Same settings: 210 Celsius in the nozle, 60 on the heatbed, 30mm/sec speed.
Happy with the result, just a small sprue.
Just a few sprues. Need to see how to eliminate them too.
The end product. Happy to have on my layout.

And with that,...until next time!

Update 15 July 2018

Oh, I did not realize how long it has been since my last update. Anything excited since? Not really. Having said that, I have been printing a few things, I have been trying to learn a few more things on designing, I have been experimenting with my printer. If only a day have had a few more hours...

Ho Scale container. The inside printing support can be seen removed.
Ho scale chairs and round table (to be assembled)
Ho scale Med type house and extension.
Tortoise key ring

All of these are free royalty designed parts mostly downloaded from Thingiverse.com and used on my learning experience by doing it, failing and redoing it!

Sometimes of course you get to learn the hard way some things like never - ever take out the filament from the spool and putting it back. It is more than certain that it will block itself and ruin your printing.
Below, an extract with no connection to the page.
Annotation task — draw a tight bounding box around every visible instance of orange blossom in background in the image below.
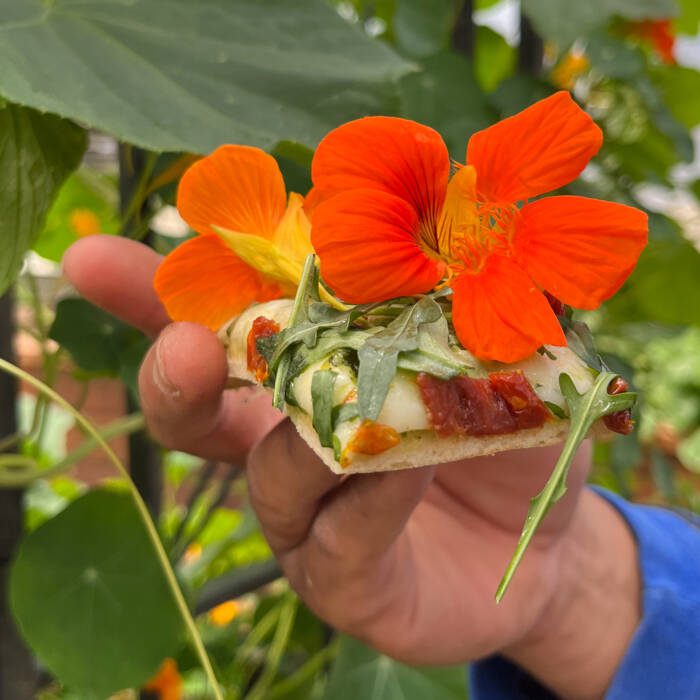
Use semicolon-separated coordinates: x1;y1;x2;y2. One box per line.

I have bought now a set of filler gauges and trying to achieve a better leveling of the hot bed. I have come to realize though that the soft wood used for the printers frame flexes enough to drive you crazy when you try to level it. Probably when I get the chance I'll try making up an aluminium frame to stiffen it up!

I have already started printing some parts to be used in future upgrades although I have discovered that PLA is not that hard to break! Possibly I need to try some ABS that I have been postponing to do due to the poisonous smell it emits when melt.

Y axis base and motor holder for a Prussa type printer
The same Y axis base, broken!

And with that,...until next time!

Update 16 Feb 2020

What is the saying: time flies? Obviously that is the case on how often I update the website. All the usual excuses stand: Life got in the way, this is a hobby not a job, etc, you get the idea.

SInce my last update I did tried to improve the CTC 3d printer and to a certain extend I did managed that. But what became apparent was that the cappabilities for creating tiny little parts usefull for train models were very limited. So I ended up on investing on a resin 3d printer and I bought my self an Anycubic Photon. It is almost unbeliebevable what level of detail you can achieve in very small parts although there are certain considarations you have to deal with. Among them obviously the hazardous materials (resin) and the laborious cleaning you have to do every time while not forgeting the uv radiation for curing the parts you printed.

Playground toys printed in resin printer.